The materials I employ are those which I have found through consultation with professors, professional artists, art historians, conservators and restorers, a custom paint manufacturer and my own extensive research.  I utilize walnut oil for its non-yellowing and fluid paint handling properties (many masters, including Da Vinci used this as their oil), combined with special semi-fossilized and fossilized resins such as Congo Copal and Baltic Amber to ensure the permanence of my paint layers.
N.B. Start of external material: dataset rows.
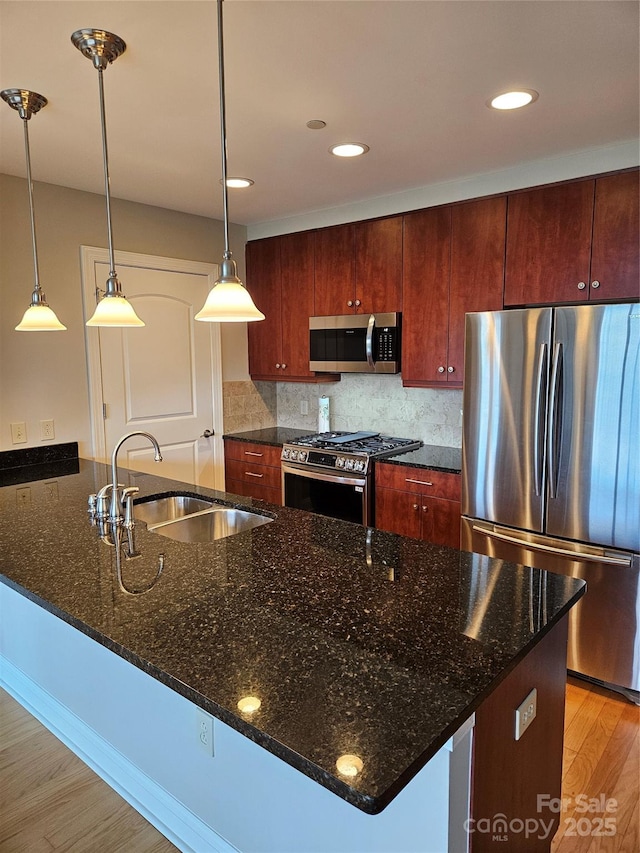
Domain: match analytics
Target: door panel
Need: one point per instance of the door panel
(599, 464)
(503, 428)
(159, 378)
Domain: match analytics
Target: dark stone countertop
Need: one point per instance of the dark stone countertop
(269, 435)
(355, 640)
(432, 457)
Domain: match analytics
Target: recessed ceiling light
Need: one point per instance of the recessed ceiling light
(513, 100)
(349, 149)
(238, 183)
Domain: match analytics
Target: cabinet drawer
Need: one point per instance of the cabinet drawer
(422, 481)
(250, 472)
(254, 490)
(261, 454)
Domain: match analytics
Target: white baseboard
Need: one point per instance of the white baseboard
(169, 816)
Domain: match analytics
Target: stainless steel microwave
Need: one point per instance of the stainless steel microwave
(355, 343)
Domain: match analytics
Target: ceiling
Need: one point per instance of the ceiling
(408, 77)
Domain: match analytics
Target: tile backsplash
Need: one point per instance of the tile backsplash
(357, 402)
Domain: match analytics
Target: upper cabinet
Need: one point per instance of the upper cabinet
(358, 268)
(453, 264)
(574, 241)
(280, 278)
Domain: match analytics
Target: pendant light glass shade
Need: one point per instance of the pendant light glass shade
(38, 317)
(228, 301)
(102, 48)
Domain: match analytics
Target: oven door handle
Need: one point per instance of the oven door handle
(317, 474)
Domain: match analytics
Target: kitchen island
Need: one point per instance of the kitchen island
(355, 641)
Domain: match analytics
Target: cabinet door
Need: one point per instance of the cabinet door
(549, 244)
(296, 265)
(426, 270)
(379, 266)
(263, 280)
(398, 512)
(478, 233)
(440, 521)
(614, 258)
(335, 271)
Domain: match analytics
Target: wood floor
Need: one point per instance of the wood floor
(50, 800)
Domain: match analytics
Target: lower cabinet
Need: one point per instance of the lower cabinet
(253, 470)
(418, 502)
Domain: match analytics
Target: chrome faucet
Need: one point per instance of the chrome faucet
(116, 509)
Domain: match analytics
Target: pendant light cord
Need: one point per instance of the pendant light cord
(107, 188)
(33, 219)
(223, 133)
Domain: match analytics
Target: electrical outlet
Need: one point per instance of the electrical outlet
(47, 431)
(51, 491)
(23, 496)
(205, 732)
(19, 433)
(526, 713)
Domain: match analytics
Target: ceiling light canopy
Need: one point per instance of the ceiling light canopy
(513, 100)
(349, 149)
(102, 48)
(228, 301)
(38, 317)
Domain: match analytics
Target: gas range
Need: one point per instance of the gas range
(344, 451)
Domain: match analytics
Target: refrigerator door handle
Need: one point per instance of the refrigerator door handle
(555, 420)
(562, 552)
(539, 418)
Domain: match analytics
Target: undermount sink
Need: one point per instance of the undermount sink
(188, 519)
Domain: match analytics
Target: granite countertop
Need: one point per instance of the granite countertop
(276, 436)
(431, 457)
(355, 640)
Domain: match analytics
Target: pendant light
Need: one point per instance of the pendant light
(228, 301)
(38, 317)
(102, 48)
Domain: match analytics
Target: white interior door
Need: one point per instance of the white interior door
(165, 378)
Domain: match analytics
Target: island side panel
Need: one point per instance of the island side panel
(509, 774)
(141, 738)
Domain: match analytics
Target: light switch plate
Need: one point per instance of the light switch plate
(526, 713)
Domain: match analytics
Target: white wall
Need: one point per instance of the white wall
(43, 375)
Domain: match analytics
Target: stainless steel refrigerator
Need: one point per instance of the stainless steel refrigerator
(551, 465)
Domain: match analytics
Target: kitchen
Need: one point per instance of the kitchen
(435, 413)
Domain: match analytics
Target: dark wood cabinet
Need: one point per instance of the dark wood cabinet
(418, 502)
(453, 264)
(280, 274)
(573, 242)
(358, 268)
(253, 470)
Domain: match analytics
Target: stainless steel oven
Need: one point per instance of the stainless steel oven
(330, 473)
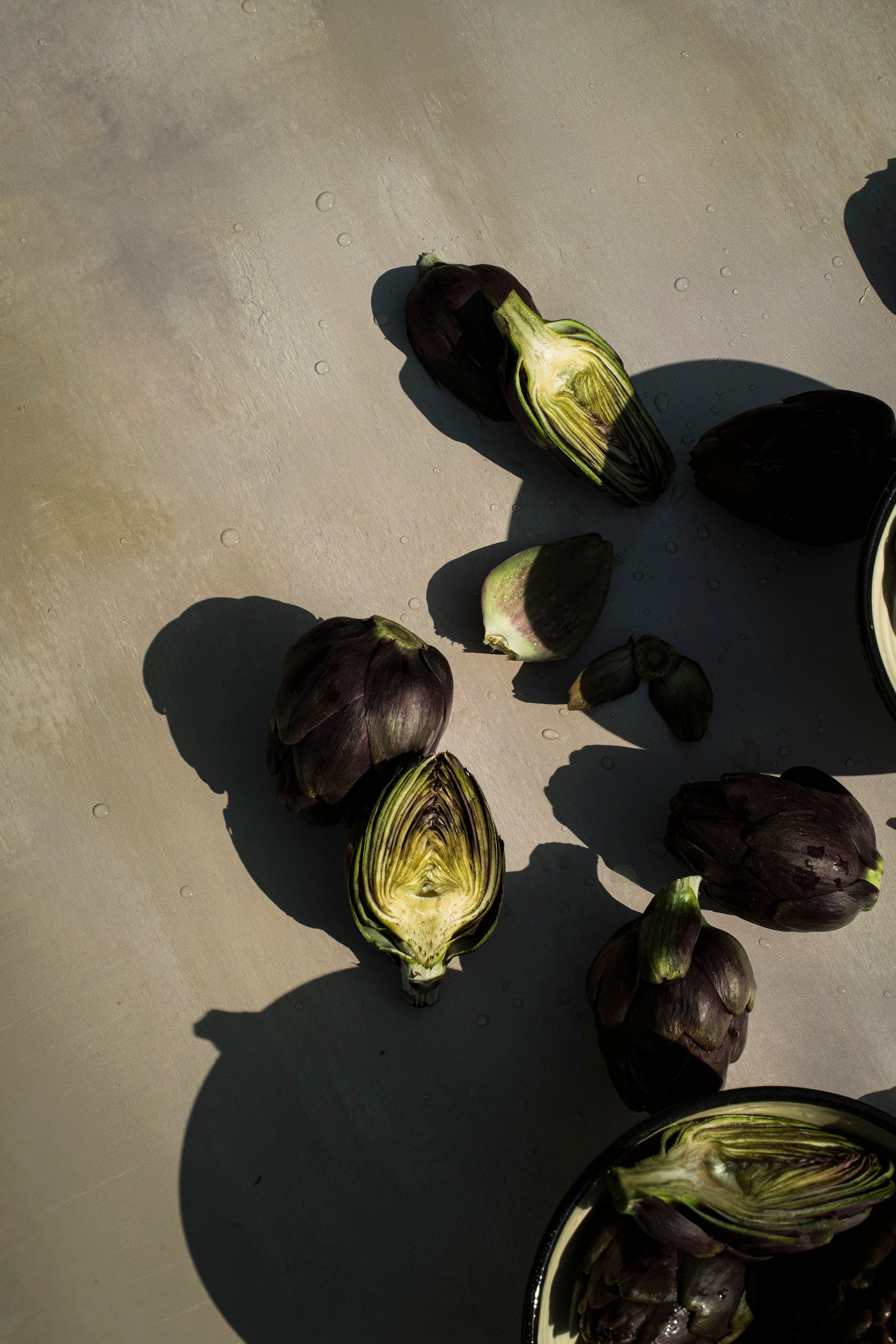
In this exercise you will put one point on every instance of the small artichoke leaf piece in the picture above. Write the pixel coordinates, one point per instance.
(426, 875)
(542, 604)
(655, 659)
(571, 394)
(684, 699)
(757, 1185)
(608, 678)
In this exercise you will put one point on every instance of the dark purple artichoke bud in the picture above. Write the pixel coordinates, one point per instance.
(753, 1185)
(355, 695)
(671, 999)
(793, 853)
(810, 468)
(450, 330)
(634, 1289)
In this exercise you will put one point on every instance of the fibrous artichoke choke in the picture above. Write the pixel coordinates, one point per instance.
(542, 604)
(426, 875)
(571, 394)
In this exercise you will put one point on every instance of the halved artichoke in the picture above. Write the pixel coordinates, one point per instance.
(426, 877)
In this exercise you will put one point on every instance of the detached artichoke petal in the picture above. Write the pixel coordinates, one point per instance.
(684, 699)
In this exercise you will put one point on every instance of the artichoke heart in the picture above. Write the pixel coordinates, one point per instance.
(428, 874)
(571, 394)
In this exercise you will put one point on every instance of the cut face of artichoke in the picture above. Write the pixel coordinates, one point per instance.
(428, 874)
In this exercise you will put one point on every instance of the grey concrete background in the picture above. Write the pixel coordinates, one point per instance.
(220, 1117)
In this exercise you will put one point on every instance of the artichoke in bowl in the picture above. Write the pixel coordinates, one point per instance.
(426, 875)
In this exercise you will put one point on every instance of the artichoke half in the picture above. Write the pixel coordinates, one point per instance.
(756, 1185)
(428, 874)
(571, 394)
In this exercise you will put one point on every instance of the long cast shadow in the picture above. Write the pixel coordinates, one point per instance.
(331, 1153)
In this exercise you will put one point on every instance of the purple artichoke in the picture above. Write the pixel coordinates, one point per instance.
(671, 1001)
(452, 332)
(793, 853)
(634, 1289)
(355, 695)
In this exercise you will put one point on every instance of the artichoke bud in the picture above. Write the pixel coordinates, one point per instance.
(684, 699)
(754, 1185)
(571, 394)
(668, 932)
(542, 604)
(609, 678)
(426, 875)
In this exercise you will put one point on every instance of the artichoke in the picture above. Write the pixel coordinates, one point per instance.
(793, 853)
(450, 330)
(632, 1288)
(754, 1185)
(542, 604)
(355, 695)
(571, 394)
(810, 468)
(426, 875)
(671, 999)
(679, 686)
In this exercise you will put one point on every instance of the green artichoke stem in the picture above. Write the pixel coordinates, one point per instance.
(421, 984)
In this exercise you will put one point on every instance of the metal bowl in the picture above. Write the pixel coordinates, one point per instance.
(547, 1315)
(876, 597)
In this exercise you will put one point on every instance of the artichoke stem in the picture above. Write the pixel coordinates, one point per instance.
(421, 984)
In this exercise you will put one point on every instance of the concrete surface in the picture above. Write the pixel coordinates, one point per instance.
(220, 1117)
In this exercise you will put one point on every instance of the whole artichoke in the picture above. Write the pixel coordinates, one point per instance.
(634, 1289)
(671, 1001)
(790, 853)
(426, 875)
(450, 330)
(810, 468)
(355, 695)
(571, 394)
(754, 1185)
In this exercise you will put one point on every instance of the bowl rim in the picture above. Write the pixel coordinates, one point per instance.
(643, 1131)
(864, 580)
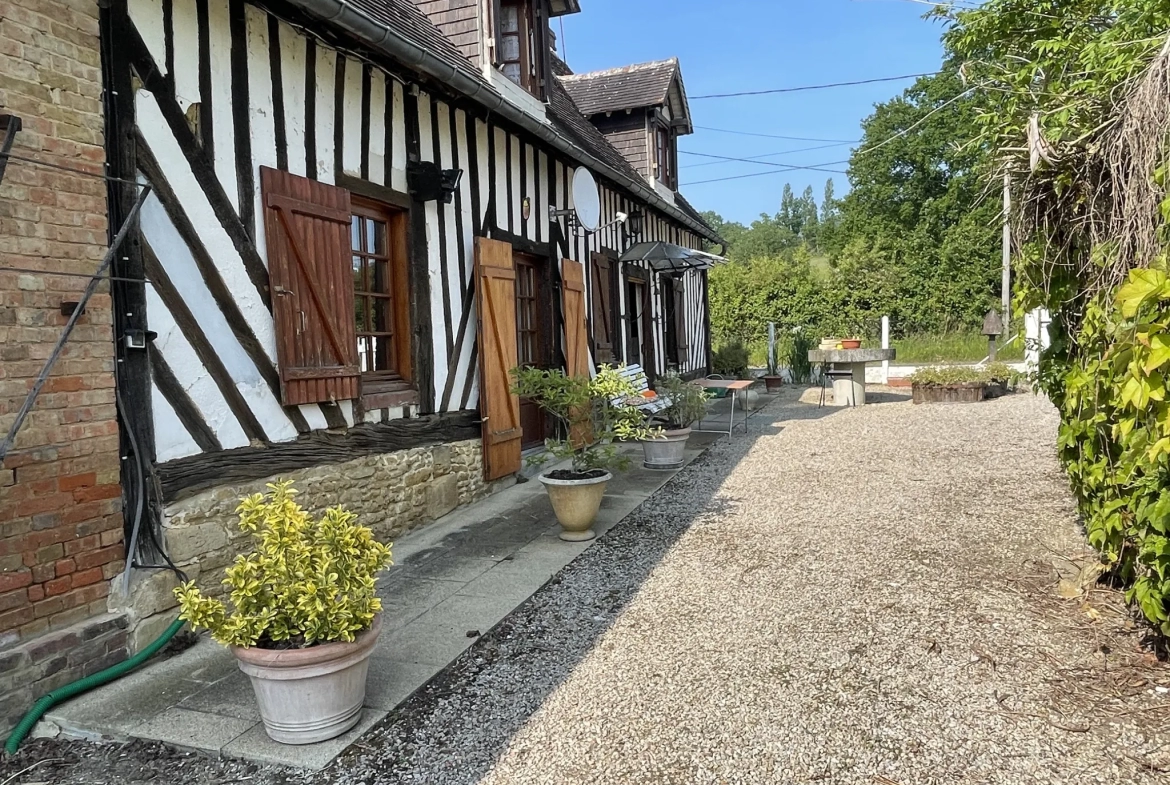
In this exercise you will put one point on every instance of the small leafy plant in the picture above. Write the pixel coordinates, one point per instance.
(730, 360)
(688, 401)
(308, 582)
(798, 356)
(592, 415)
(949, 376)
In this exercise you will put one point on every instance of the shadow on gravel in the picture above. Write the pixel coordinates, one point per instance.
(454, 729)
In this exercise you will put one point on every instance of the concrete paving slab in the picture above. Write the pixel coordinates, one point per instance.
(406, 597)
(255, 745)
(436, 567)
(193, 730)
(434, 642)
(228, 697)
(462, 573)
(116, 710)
(391, 682)
(513, 579)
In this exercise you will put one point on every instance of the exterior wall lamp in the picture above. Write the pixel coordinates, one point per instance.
(427, 181)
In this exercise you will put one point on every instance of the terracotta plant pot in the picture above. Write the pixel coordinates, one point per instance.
(576, 503)
(668, 452)
(312, 694)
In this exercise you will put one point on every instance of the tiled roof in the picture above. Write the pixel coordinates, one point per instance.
(568, 118)
(689, 209)
(630, 87)
(404, 19)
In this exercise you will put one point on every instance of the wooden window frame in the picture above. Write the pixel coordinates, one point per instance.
(542, 302)
(534, 45)
(663, 156)
(613, 287)
(390, 385)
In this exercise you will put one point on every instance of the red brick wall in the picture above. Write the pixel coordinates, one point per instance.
(60, 495)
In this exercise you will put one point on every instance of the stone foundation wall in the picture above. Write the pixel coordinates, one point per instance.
(392, 494)
(56, 659)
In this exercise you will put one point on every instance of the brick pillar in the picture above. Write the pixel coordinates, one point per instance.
(60, 493)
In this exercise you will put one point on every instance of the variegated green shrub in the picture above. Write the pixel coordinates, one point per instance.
(1115, 435)
(308, 582)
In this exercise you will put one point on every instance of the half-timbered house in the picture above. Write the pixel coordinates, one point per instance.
(360, 220)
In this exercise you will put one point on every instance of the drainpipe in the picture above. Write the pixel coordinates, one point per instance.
(385, 40)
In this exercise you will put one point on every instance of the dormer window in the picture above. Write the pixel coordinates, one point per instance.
(521, 43)
(663, 156)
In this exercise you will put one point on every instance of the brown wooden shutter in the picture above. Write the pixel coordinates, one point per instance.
(495, 298)
(603, 309)
(576, 329)
(307, 225)
(681, 341)
(577, 363)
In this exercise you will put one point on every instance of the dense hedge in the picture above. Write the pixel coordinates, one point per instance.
(1115, 435)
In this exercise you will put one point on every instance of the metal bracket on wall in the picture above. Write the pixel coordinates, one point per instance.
(11, 124)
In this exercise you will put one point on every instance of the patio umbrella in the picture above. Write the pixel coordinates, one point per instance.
(668, 257)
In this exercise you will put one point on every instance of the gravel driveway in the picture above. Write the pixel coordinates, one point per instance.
(850, 596)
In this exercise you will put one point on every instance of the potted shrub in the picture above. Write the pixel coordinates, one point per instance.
(1002, 379)
(949, 385)
(772, 378)
(304, 617)
(591, 414)
(688, 405)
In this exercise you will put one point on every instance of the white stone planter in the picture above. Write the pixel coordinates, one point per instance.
(576, 503)
(666, 453)
(312, 694)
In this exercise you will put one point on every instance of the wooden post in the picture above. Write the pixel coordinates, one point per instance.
(1006, 287)
(885, 344)
(771, 346)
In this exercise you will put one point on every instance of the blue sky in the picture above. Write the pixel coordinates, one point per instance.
(733, 46)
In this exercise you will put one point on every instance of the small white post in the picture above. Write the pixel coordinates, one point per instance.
(771, 345)
(885, 344)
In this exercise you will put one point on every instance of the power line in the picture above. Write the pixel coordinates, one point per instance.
(772, 136)
(864, 151)
(71, 170)
(778, 171)
(756, 159)
(813, 87)
(749, 160)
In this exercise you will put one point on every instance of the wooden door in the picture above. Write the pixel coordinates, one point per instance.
(495, 298)
(577, 360)
(307, 226)
(634, 316)
(530, 339)
(606, 341)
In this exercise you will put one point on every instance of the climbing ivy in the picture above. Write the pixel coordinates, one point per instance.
(1115, 435)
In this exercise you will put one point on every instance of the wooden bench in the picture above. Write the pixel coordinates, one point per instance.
(637, 376)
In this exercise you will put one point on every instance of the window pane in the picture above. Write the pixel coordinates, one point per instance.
(509, 19)
(509, 49)
(380, 274)
(376, 236)
(358, 279)
(359, 314)
(379, 315)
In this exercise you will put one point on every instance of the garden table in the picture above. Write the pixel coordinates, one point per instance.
(850, 388)
(735, 386)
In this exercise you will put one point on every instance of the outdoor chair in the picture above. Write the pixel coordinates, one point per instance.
(827, 377)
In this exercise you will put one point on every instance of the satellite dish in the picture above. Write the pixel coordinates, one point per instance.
(586, 201)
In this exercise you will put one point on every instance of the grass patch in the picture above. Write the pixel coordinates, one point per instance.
(950, 348)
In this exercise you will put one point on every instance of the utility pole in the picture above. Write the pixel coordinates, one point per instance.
(1006, 304)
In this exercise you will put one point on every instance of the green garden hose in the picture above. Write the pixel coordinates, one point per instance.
(83, 684)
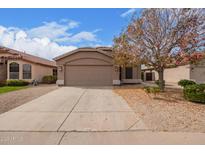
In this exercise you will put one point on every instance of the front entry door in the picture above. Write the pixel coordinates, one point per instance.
(128, 73)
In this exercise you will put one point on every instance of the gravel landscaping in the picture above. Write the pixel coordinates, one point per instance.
(13, 99)
(166, 111)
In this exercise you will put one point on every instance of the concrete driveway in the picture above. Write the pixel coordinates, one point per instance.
(74, 115)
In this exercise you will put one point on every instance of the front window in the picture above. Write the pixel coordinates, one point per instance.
(55, 72)
(14, 70)
(26, 71)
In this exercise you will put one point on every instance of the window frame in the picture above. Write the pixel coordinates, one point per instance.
(12, 71)
(27, 72)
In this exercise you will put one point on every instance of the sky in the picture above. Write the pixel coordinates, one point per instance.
(51, 32)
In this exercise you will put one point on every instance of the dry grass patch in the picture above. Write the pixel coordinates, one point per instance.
(166, 111)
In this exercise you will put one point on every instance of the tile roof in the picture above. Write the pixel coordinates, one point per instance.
(104, 50)
(29, 57)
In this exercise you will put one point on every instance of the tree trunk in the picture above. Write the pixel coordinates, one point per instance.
(161, 79)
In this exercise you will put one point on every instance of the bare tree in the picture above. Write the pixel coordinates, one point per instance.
(160, 37)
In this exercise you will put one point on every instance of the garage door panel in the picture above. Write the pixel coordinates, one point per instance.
(88, 75)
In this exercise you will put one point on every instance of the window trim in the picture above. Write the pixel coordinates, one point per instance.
(18, 72)
(26, 73)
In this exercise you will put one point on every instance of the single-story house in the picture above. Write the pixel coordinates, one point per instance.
(20, 65)
(93, 67)
(195, 72)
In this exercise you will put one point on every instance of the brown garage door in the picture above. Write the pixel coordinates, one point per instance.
(88, 75)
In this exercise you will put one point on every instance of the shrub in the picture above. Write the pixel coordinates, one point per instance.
(2, 83)
(184, 83)
(195, 93)
(153, 90)
(157, 82)
(49, 79)
(17, 83)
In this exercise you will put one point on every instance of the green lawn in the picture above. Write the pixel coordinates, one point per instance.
(11, 88)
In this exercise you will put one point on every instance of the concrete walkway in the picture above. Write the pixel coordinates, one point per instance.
(72, 115)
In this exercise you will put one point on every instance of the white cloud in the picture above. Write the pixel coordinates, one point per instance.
(45, 40)
(128, 13)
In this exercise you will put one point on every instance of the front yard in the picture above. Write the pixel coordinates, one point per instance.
(166, 111)
(6, 89)
(10, 100)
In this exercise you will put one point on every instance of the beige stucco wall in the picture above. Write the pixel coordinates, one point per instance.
(37, 70)
(174, 75)
(81, 58)
(197, 72)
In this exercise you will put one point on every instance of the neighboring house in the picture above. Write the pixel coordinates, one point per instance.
(173, 75)
(20, 65)
(93, 66)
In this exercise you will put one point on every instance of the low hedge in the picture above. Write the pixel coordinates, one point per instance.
(49, 79)
(195, 93)
(17, 83)
(153, 90)
(157, 82)
(184, 83)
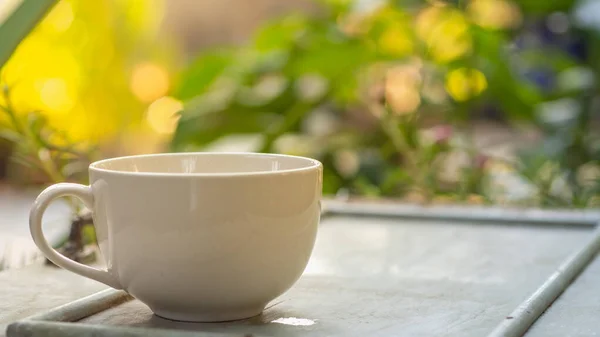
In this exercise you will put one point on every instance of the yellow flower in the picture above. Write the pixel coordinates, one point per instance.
(396, 41)
(402, 89)
(495, 14)
(444, 31)
(465, 83)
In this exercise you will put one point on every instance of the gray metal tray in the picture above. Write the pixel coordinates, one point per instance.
(386, 270)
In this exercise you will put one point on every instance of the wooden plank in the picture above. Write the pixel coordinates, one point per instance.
(576, 312)
(382, 277)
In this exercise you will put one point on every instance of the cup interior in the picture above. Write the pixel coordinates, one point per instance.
(206, 164)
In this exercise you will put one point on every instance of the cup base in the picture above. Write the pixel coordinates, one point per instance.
(207, 317)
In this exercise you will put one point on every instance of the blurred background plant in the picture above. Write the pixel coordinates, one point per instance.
(389, 94)
(473, 101)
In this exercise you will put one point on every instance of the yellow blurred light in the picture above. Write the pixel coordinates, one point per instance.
(396, 41)
(149, 81)
(60, 17)
(495, 14)
(445, 31)
(465, 83)
(402, 89)
(161, 115)
(56, 96)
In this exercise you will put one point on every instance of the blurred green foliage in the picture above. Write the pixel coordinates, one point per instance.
(386, 97)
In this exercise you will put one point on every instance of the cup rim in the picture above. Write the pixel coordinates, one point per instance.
(312, 164)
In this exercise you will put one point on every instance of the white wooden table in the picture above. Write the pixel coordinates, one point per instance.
(411, 278)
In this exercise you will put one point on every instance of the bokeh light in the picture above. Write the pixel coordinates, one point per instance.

More and more I tend to grind my own colors and manufacture my own materials by hand to ensure adherence to the old workshop practices and paint quality.  This includes sizing  and priming my own Belgium linen canvases with the highest quality rabbit skin glue and lead white and mica primer, a tedious and lengthy process which results in the very best surface possible. 

 

The pigments I employ are all straight off the old master’s palettes (with the exception of some of the greens):  earth colors such as the umbers and siennas, ochers, transparent oxides, real rose madder lake, vermillion, lapis lazuli, lead-tin yellow, sinopia, charcol black, flake lead white with various additives such as ground leaded glass or mica for irridescence, calcium carbonate for transparency, blanc fixe for brushstokes, and special clays for impastos.  Most of my paints, pigments, oils and mediums are made to my specifications by the tiny custom firm of Robert Doak and Associates in Brooklyn, New York.  I paint using both Chinese Chung-King hog-hair bristles and the finest winter male Kolinsky sables, depending on the effect desired.  Rarely do I use more than two or three colors on my small palette at a time, and a painting may well require the skillful manupliation of just six or seven hues.  My rule is, “Use the very best materials in the very best manner.”

 

My long search and obsession with materials and techniques has paid off.  Little by little I am starting to gain insight into the techniques which produced the rich color, the inner light and subtle compositions of the greatest masters.  I have not succeeded fully by an immensely wide margin, but at least it seems that I am on the right track.  My work of the past two years exhibits a marked improvement over my previous alla prima technique, and I look forward to sharing the results of my experiments with those clients who appreciate fine art in the style of the old masters.